Nella prima dichiarazione ufficiale pubblicata dalla Casa Bianca, tenuta dal portavoce del Dipartimento di Stato Ned Pric, è stato riaffermato il supporto della nuova amministrazione nella difesa di Taiwan condannando l’atteggiamento intimidatorio da parte della Cina nei confronti dei suoi vicini e chiedendo a Pechino di cessare qualsiasi tipo di pressione, che sia diplomatica, militare o economica, nei confronti dell’isola, scegliendo invece di aprire un dialogo con i suoi rappresentanti politici eletti democraticamente. 

L’impegno da parte dell’amministrazione Biden nel tentare di preservare lo status quo nella regione tutelando l’indipendenza de facto dell’isola non è certamente una sorpresa. Rinunciare al ruolo di garante della pace sullo stretto di Taiwan, significherebbe per gli Stati Uniti consegnare l’isola nelle mani di Pechino in un passaggio che non si prospetta per niente pacifico. Dopo quattro anni di rapporti sino-statunitensi profondamente travagliati e conflittuali, con Biden sembra esserci la speranza di un ritorno al dialogo tra Cina e Stati Uniti. Questo non significa però che Pechino può tirare un sospiro di sollievo, perché la linea su certe tematiche sembra essere destinata a rimanere quella intrapresa dalla precedente amministrazione. 

La Repubblica Popolare Cinese, con capitale a Pechino, e la Repubblica di Cina, con capitale a Taipei, hanno avuto due governi separati da quando nel 1949, con la fine della guerra civile cinese e la vittoria di Mao Zedong e del Partito Comunista Cinese, il partito nazionalista Kuonmintang guidato da Chiang Kai-Shek è fuggito a Taipei spostandovi il governo e istituendovi la Repubblica Cinese.

Con la distensione dei rapporti tra il Partito Comunista e l’Occidente a fine anni ’70, Pechino ha sostituito Taipei come legittima rappresentante del popolo cinese. Oggi, poche nazioni riconoscono ufficialmente Taiwan, ma di fatto l’isola intrattiene rapporti commerciali e informali con molti Paesi. Da parte di Pechino sono stati innumerevoli i tentativi nel corso degli anni di limitare l’attività internazionale dell’isola con pressioni di vario tipo e oggi la mainland cinese guarda con preoccupazione ai rapporti sempre più stretti tra Taipei e Washington. 
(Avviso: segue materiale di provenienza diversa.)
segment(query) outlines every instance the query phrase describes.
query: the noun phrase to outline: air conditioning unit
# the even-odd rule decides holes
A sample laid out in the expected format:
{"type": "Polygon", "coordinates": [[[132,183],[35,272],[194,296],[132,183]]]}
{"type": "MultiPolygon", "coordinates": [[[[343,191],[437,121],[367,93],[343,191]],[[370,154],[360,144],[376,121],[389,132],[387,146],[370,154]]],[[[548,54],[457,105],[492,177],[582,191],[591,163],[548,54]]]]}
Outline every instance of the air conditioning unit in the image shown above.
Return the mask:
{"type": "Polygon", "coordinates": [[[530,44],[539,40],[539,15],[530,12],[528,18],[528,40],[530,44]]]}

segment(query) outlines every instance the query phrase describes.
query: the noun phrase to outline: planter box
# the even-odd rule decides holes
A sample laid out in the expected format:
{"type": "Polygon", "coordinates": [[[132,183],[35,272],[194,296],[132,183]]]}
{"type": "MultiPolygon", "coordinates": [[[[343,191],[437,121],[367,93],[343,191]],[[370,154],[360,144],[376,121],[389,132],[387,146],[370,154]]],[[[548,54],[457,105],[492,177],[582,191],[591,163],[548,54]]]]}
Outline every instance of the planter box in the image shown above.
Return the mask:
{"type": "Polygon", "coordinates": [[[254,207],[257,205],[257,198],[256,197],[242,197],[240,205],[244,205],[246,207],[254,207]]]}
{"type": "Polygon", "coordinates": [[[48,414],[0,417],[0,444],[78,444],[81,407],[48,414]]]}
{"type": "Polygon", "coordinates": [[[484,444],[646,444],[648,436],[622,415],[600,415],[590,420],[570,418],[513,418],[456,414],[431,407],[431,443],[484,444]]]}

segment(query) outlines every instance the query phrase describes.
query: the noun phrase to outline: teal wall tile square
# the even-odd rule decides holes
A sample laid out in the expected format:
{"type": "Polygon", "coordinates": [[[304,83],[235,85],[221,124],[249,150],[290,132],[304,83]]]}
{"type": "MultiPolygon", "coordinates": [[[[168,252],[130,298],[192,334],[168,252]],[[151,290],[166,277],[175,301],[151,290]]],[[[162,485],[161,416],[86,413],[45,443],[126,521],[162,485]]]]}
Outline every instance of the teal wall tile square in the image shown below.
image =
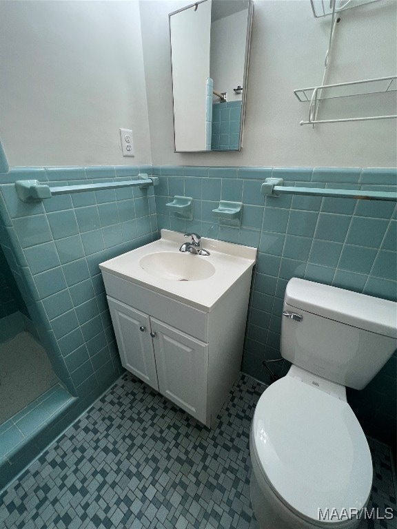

L’unica soluzione per garantire la pace sullo stretto e nella regione continua a essere il mantenimento dello status quo, che è però dato da un equilibrio ancora fragile. Se Taiwan dovesse muovere ulteriori passi verso l’indipendenza de jure, o se altri Paesi e soprattutto gli Stati Uniti dovessero riconoscere Taiwan come uno stato indipendente, la Cina non avrebbe altra scelta che utilizzare la forza per prevenire tale esito.

L’indipendenza di Taiwan significherebbe infatti una perdita di legittimità per il Partito Comunista Cinese la cui retorica interna si basa in larga parte sul concetto di One China Policy secondo cui lo stato sovrano cinese è uno e indivisibile comprendente la mainland cinese Taiwan, Hong Kong e Macao. L’unità cinese in termini territoriali, politici e culturali rimane un principio fondante della repubblica e la rinuncia alle pretese cinesi sull’isola di Taiwan creerebbe un precedente molto scomodo per la Cina relativamente ad altre aree che potrebbero richiedere una maggior indipendenza come Hong Kong o regioni con una minoranza culturale o religiosa predominante come la regione dello Xinjiang o della Mongolia Interna. 

Quello di Pechino è dunque un tentativo di mandare un chiaro messaggio agli Stati Uniti ricordando che la questione di Taiwan è delicata e pericolosa e che stringere dei legami più forti con l’isola e con la sua Presidente Tsai Ing-wen avrà delle conseguenze. La speranza per la Cina è che, conscio della situazione, Biden deciderà di preservare l’equilibrio regionale disincentivando mosse indipendentiste da parte di Taipei, ma sembra difficile credere che anche qualora queste aspettative dovessero realizzarsi Pechino deciderà di moderare il proprio atteggiamento aggressivo.